Ozempic is prescribed for people to treat Type 2 diabetes and prevent major cardiovascular events like heart attack or stroke.

Wegovy is prescribed at a different dose to treat people who are classified as obese or overweight.

Although Ozempic and Wegovy both contain semaglutide, they have different approved uses, dosages, and differ in how they are covered by insurance.

How does semaglutide help with weight management?
Semaglutide works by increasing insulin available, helping your body use sugar better, and it also works by making you feel full faster so you don’t eat as much. When you don’t eat as much, you lose weight and blood sugar levels go down. For those with Type 2 diabetes, this means improved insulin levels in addition to a lower risk for cardiovascular disease.
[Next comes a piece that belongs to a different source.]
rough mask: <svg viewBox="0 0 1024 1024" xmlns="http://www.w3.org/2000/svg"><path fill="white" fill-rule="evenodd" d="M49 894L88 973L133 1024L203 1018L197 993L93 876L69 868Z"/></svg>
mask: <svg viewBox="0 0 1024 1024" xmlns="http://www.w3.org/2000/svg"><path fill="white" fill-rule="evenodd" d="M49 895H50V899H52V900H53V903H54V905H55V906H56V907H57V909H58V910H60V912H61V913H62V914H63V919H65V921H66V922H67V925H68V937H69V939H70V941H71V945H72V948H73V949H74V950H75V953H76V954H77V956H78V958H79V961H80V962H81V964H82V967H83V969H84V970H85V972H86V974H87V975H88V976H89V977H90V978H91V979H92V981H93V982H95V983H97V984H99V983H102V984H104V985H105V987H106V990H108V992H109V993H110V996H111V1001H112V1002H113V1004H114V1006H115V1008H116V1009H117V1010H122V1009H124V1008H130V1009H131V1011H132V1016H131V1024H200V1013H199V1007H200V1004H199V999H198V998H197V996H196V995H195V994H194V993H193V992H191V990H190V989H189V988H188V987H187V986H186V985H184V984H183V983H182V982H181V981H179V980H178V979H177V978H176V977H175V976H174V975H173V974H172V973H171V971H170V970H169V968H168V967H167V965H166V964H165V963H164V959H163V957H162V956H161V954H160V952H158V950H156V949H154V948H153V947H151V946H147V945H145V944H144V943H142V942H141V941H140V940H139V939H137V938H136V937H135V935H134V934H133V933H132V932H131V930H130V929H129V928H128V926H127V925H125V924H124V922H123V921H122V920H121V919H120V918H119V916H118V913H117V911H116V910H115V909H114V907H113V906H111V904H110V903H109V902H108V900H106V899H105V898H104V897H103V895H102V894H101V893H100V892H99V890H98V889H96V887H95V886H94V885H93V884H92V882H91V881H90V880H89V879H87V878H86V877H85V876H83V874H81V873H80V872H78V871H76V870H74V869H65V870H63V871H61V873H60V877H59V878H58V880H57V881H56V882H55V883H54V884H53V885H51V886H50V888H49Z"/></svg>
For those who are obese or overweight, weight loss translates to numerous health benefits.

Who should use semaglutide for weight loss?
Although semaglutide has been successful for weight loss, it is not intended to be used in place of diet and exercise. Semaglutide is for people who are obese, meaning they have a body mass index (BMI) of 30 kg/m2 or more OR overweight, which means they have a BMI of 27 kg/m2 or more, with at least one weight-related condition like high blood pressure, type 2 diabetes, or high cholesterol.

It is also approved for kids 12 years of age and older who are diagnosed as obese by their provider and to be used in addition to diet and exercise. BMI is calculated by taking your weight (in kg) divided by your height (in m2). The Centers for Disease Control (CDC) has a calculator to determine your BMI that can be found here: BMI Calculator.

How well does semaglutide work for weight loss?
Semaglutide is very effective at helping with weight loss, especially when coupled with diet and exercise. Results from early clinical studies show an average 10-16% decrease in body weight at 68 weeks of treatment, depending on whether diabetes is present and it is coupled with a strict diet and exercise program. Additionally, results show that use of semaglutide in patients without diabetes is associated with at least a 5% weight reduction in at least 85% of patients through week 68 of treatment. Results were not as drastic in overweight or obese patients with Type 2 diabetes.

Is semaglutide safe?
Although semaglutide is typically well-tolerated, no drug is free of side effects. Common side effects that patients experience include upset stomach or stomach pain, loose stools or difficulty having a bowel movement, headache, fatigue, dizziness, feeling bloated or gassy, and heartburn. On the more serious side, semaglutide has been associated with a possible risk of thyroid tumors, including cancerous ones. Semaglutide has also been associated with pancreatitis (inflammation of the pancreas) as well as gallbladder problems, including the development of gallstones. Semaglutide may also increase your heart rate and has been associated with depression or thoughts of suicide. In patients with type 2 diabetes who receive semaglutide, the drug can cause vision changes and increase the risk of low blood sugar episodes, particularly when given with other antidiabetic medications.

Another major safety concern is the use of “off-branded” semaglutide products. Because of its weight loss efficacy, demand for semaglutide has exceeded supply and some patients are obtaining compounded or non-FDA approved formulations of semaglutide without a prescription. The FDA has warned that these products are unregulated and may not contain the appropriate effective semaglutide component: FDA warning on compounded semaglutide.

How long will I need to take semaglutide? Will the weight return if I stop?
The ideal duration of semaglutide therapy for weight loss is unknown. Semaglutide is safe to continue for however long is deemed appropriate by your doctor. Some data show that stopping semaglutide results in rebound weight gain, indicating that semaglutide for weight loss may be needed long-term. You should talk to your doctor about how long you need to be on semaglutide.

Semaglutide (Ozempic) is a drug initially approved for the management of patients with Type 2 diabetes. Semaglutide (Wegovy) is also approved, for weight loss in combination with diet and exercise, in patients who meet specific criteria. With increasing semaglutide demand due to its weight loss efficacy, supply shortages have occurred. Due to this shortage, some patients have turned towards unregulated and unprescribed products that may increase patient harm. Talk to your doctor or pharmacist about semaglutide if you have questions regarding its use for diabetes and/or weight management as well as the risks and benefits of therapy.